D'altra parte se "il matrimonio è lo scontro di due mondi", come dichiara con sinistra preveggenza la promessa sposa del film, l'occasione per miscelare e far esplodere materiali narrativi diversi è propizia: così tutto si fonde magicamente - ovvero va a rotoli - nella trasferta australiana di una sgangherata combriccola di giovanotti inglesi, in missione matrimoniale per il meno imbranato David (Xavier Samuel), pronto a sposare la cocca di papà che è anche l'erede al seggio di un senatore (Jonathan Biggins). Inutile dire che prima, dopo e durante succederà di tutto.

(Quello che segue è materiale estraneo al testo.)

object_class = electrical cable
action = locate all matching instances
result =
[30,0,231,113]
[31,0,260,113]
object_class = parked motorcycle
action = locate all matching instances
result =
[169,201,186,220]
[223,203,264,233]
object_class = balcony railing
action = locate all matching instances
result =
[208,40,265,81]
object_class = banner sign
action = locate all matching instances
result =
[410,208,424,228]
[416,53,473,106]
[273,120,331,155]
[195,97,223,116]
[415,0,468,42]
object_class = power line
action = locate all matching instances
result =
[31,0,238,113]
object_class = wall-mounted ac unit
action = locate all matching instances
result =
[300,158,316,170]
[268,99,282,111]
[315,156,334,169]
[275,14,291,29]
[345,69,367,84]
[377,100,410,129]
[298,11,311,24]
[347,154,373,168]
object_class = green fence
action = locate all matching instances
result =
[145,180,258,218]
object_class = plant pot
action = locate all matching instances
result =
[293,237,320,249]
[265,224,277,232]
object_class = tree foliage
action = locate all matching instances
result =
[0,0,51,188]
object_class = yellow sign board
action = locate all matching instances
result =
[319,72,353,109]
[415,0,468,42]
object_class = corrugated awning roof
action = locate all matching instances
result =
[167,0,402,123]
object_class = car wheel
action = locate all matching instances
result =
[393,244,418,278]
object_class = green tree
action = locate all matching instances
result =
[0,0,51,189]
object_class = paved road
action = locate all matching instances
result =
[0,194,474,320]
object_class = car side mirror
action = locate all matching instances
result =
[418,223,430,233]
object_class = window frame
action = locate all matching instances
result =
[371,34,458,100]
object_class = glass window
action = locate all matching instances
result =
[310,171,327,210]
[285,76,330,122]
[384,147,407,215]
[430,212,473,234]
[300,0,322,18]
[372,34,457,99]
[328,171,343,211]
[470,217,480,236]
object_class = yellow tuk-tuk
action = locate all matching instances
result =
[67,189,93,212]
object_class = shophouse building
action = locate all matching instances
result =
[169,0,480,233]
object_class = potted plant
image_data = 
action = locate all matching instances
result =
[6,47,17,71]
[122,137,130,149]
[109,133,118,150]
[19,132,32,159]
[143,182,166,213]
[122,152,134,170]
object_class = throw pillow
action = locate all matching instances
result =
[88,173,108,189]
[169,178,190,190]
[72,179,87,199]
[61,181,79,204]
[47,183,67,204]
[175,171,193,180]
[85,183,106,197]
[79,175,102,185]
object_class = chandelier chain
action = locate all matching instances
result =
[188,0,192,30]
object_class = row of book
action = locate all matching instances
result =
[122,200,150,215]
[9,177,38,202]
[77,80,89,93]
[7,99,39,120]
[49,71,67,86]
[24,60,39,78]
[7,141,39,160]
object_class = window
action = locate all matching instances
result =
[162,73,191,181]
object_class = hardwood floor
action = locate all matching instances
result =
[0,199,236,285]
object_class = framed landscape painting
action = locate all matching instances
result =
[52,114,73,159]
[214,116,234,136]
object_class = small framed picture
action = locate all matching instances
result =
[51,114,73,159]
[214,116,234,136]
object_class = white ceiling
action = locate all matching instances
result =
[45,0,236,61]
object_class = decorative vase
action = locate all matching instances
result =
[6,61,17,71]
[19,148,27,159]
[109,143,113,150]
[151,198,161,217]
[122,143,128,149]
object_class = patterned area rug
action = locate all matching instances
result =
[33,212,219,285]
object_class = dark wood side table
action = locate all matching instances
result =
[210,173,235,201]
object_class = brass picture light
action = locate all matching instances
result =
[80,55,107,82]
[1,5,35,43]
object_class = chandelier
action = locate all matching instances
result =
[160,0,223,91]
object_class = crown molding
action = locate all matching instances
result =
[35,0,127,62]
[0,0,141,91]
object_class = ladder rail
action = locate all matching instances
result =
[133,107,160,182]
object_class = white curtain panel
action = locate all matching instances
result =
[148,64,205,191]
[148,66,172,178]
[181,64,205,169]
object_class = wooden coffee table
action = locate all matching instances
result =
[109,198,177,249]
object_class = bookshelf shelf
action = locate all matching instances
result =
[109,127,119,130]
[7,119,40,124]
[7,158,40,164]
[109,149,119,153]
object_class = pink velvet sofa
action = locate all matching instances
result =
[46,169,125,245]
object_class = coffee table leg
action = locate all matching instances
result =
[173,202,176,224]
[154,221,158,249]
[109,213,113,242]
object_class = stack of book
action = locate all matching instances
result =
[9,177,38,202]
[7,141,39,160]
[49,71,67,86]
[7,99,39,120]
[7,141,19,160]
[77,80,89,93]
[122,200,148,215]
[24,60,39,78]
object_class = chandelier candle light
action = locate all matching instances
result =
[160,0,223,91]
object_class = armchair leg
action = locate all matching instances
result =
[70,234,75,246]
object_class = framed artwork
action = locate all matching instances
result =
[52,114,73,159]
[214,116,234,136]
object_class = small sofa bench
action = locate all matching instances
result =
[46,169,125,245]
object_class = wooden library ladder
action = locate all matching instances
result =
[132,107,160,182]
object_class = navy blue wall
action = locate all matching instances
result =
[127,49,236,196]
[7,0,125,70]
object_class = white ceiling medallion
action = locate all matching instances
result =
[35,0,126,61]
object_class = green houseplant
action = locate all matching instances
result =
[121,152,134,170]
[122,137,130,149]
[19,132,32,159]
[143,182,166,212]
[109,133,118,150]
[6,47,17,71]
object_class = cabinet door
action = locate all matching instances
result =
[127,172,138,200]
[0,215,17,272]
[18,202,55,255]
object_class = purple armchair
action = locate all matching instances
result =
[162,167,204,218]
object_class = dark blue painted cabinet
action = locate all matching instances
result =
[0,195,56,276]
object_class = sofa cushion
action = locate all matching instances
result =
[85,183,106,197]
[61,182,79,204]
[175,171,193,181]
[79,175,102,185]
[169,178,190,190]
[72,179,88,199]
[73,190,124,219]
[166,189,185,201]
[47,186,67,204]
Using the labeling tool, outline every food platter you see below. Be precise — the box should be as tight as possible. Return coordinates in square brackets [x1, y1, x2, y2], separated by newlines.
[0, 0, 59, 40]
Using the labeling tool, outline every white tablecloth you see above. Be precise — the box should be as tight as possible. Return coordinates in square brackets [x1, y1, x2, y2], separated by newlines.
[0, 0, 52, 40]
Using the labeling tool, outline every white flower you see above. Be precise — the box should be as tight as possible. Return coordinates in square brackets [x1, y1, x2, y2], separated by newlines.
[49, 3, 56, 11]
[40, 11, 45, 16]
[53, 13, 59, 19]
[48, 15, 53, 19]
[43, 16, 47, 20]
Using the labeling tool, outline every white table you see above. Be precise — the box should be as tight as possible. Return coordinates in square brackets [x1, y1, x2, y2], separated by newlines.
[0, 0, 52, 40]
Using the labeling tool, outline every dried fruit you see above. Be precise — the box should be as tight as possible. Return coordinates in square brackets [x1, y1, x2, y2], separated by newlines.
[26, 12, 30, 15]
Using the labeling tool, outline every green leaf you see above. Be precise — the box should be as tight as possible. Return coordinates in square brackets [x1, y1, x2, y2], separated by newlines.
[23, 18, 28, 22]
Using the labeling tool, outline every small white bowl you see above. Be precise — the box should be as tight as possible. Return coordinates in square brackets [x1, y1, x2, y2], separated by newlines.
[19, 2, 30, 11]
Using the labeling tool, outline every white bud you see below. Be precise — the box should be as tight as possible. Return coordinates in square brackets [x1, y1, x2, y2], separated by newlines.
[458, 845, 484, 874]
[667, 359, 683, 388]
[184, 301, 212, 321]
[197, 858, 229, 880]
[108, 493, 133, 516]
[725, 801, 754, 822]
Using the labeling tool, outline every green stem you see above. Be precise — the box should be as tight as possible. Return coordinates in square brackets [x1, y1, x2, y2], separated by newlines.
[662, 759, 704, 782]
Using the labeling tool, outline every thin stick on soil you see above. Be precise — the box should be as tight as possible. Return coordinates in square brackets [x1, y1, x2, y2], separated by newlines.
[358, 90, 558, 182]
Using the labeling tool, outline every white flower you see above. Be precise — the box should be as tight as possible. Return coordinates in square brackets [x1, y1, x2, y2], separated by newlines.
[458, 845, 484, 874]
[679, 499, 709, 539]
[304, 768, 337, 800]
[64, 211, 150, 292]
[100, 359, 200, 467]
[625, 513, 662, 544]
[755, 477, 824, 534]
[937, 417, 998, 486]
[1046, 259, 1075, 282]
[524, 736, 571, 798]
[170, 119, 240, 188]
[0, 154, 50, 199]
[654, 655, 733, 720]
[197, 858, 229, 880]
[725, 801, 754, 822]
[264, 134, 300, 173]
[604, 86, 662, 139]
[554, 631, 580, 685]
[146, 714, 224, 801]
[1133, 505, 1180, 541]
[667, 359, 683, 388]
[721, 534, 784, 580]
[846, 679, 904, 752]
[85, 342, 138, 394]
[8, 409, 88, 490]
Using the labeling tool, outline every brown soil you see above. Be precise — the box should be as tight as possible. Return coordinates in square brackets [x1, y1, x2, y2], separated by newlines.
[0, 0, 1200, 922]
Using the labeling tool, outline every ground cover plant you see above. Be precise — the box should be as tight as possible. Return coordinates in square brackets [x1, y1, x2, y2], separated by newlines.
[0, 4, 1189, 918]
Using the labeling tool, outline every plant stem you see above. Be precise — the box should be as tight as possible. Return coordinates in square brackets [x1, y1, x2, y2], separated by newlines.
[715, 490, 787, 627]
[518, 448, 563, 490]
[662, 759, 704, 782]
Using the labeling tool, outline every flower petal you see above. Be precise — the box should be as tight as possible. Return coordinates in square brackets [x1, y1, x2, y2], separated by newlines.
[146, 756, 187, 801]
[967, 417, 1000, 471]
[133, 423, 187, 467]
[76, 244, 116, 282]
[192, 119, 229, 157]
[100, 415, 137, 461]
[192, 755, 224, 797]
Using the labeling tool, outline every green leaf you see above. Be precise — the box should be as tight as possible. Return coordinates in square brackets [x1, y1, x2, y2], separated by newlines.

Elliott gira una sorta di Hollywood Party greve e alteratissimo, che fa lo shampoo alla brillantina della commedia sentimentale US sciorinando gag e crisi a raffica, in crescendo rossiniano. Scrittura, tempi comici e recitazione - scatenata Olivia Newton-John in versione milf, ma la star, neanche a dirlo, è la pecora - fanno impallidire la commedia nostrana.
L'Australia si rivela lo scenario ideale per dileggiare i rimedi della cultura contro l'anarchia della natura. E la morale è lampante: ride bene, chi ride ultimo. Potendo fermarsi.